This notebook explores identifying multiword expressions using the part-of-speech filtering technique of Justeson and Katz (1995), "[Technical terminology: some linguistic properties and an algorithm for identification in text](https://brenocon.com/JustesonKatz1995.pdf)".

In [None]:
import spacy, re
from collections import Counter

In [None]:
nlp = spacy.load('en', disable=['ner,parser'])
nlp.remove_pipe('ner')
nlp.remove_pipe('parser')

# workaround for those getting an error loading the sapcy 'en' module:
# nlp = spacy.load('en_core_web_sm', disable=['ner,parser'])

In [None]:
def getTokens(filename):
    
    """ Read the first 1000 lines of an input file """
    tokens=[]
    with open(filename) as file:
        for idx,line in enumerate(file):
            tokens.extend(nlp(line))
            if idx > 1000:
                break
    return tokens

In [None]:
tokens=getTokens("../data/wiki.10K.txt")
print(len(tokens))

In [None]:
words=[x.text for x in tokens]

Let's simplify the POS tags to make the regex easier to understand.

In [None]:
adjectives=set(["JJ", "JJR", "JJS"])
nouns=set(["NN", "NNS", "NNP", "NNPS"])

taglist=[]
for x in tokens:
    if x.tag_ in adjectives:
        taglist.append("ADJ")
    elif x.tag_ in nouns:
        taglist.append("NOUN")
    elif x.tag == "IN":
        taglist.append("PREP")
    else:
        taglist.append("O")
                
tags=' '.join(taglist)        

In [None]:
def getChar2TokenMap(tags):
    
    """  We'll search over the postag sequence, so we need to get the token ID for any
    character to be able to match the word token. """
    
    ws=re.compile(" ")
    char2token={}

    lastStart=0
    for idx, m in enumerate(ws.finditer(tags)):
        char2token[lastStart]=idx
        lastStart=m.start()+1
        
    return char2token

def getToken(tokenId, char2token):
    
    """ Find the token ID for given character in the POS sequence """
    while(tokenId > 0):
        if tokenId in char2token:
            return char2token[tokenId]
        tokenId-=1
    return None

In [None]:
char2token=getChar2TokenMap(tags)

Now let's find all sequences of POS tags that match the Justeson and Katz pattern of `(((ADJ|NOUN) )+|((ADJ|NOUN) )*(NOUN PREP )((ADJ|NOUN) )*)NOUN`

"In words, a candidate term is a multi-word noun phrase; and it either is a string of nouns and/or adjectives, ending in a noun, or it consists of two such strings, separated by a single preposition." (JK 17)

In [None]:
p = re.compile("(((ADJ|NOUN) )+|((ADJ|NOUN) )*(NOUN PREP )((ADJ|NOUN) )*)NOUN")

mweCount=Counter()

for m in p.finditer(tags):
    startToken=getToken(m.start(),char2token)
    endToken=getToken(m.end(),char2token)
    mwe=' '.join(words[startToken:endToken+1])
    mweCount[mwe]+=1

for k,v in mweCount.most_common(100):
    print(k,v)

We'll define our MWE dictionary to be the 1000 most frequent sequences matched.

In [None]:
my_mwe=[k for (k,v) in mweCount.most_common(1000)]

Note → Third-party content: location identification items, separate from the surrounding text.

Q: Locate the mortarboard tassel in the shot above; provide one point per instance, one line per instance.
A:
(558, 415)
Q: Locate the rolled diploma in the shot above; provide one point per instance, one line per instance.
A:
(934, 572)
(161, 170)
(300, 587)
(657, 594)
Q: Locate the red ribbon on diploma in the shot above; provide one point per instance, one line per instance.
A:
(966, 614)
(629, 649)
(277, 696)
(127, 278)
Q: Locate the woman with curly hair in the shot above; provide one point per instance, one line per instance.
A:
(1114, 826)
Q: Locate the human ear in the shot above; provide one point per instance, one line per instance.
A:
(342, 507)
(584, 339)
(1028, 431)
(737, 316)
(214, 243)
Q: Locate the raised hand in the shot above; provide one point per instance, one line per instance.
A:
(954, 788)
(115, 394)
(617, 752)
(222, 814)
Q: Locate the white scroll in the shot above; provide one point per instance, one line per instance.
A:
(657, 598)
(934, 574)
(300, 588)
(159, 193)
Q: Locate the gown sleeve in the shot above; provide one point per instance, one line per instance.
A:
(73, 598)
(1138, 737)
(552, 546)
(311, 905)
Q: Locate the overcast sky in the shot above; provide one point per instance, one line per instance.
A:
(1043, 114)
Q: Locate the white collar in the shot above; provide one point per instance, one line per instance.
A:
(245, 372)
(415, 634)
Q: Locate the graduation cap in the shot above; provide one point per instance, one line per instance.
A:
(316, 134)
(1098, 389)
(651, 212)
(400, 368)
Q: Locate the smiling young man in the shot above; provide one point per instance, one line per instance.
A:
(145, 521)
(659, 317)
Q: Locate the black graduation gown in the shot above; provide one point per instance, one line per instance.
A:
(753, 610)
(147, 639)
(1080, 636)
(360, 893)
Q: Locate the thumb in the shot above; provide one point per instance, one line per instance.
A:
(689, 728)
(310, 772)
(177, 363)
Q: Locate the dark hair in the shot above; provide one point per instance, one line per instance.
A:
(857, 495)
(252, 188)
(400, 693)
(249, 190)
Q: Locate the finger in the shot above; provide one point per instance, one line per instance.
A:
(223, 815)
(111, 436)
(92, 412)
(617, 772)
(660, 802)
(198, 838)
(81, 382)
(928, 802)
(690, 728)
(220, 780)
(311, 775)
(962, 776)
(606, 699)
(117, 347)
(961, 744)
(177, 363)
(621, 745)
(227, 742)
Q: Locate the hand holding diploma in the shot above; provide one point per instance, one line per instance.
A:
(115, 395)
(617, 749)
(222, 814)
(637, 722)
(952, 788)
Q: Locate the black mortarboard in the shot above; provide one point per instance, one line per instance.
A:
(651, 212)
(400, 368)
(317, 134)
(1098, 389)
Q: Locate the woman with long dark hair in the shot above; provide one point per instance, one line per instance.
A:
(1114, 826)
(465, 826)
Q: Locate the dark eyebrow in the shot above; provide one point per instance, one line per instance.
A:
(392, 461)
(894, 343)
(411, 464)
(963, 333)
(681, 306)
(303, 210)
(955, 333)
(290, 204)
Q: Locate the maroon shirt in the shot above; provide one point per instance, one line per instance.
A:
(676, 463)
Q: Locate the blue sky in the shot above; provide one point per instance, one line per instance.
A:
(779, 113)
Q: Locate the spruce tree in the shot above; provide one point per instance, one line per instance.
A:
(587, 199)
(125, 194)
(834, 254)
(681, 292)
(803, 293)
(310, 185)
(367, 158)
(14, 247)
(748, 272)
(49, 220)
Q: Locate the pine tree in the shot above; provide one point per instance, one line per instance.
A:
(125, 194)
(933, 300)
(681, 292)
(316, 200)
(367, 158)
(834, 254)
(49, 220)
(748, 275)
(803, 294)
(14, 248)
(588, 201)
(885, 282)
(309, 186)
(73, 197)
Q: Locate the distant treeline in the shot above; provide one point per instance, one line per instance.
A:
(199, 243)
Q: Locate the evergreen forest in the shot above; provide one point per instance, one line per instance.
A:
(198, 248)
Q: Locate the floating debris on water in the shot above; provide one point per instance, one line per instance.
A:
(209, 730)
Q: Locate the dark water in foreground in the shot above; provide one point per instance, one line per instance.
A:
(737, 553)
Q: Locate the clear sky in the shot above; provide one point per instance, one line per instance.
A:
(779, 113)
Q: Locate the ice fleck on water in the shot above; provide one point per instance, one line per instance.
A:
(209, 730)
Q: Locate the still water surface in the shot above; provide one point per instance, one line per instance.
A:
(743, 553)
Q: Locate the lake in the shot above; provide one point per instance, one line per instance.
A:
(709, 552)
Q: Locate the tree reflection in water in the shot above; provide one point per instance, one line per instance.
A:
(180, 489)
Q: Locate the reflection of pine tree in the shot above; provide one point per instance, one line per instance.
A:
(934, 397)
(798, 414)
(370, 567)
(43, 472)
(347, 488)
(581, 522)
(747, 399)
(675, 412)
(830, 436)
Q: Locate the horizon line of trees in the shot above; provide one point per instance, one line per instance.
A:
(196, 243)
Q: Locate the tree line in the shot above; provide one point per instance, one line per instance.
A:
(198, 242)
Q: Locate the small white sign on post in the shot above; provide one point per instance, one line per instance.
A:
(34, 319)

Now let's transform each MWE into a single token (e.g., replace `New York City` with `New_York_City`)

In [None]:
def replaceMWE(text, mweList):
    
    """ Replace all instances of MWEs in text with single token 
    
    MWEs are ranked from longest to shortest so that longest replacements are made first (e.g.,
    "New York City" is matched first before "New York")
    
    """
    
    sorted_by_length = sorted(mweList, key=len, reverse=True)
    for mwe in sorted_by_length:
        text=re.sub(re.escape(mwe), re.sub(" ", "_", mwe), text)
    return text

In [None]:
processedText=replaceMWE("The New York Times is located in New York City", my_mwe)

In [None]:
print(processedText)

Q1. Plug in your own data into `getTokens` above and identify the MWE it contains.  How do you think MWE would perform for your classification task?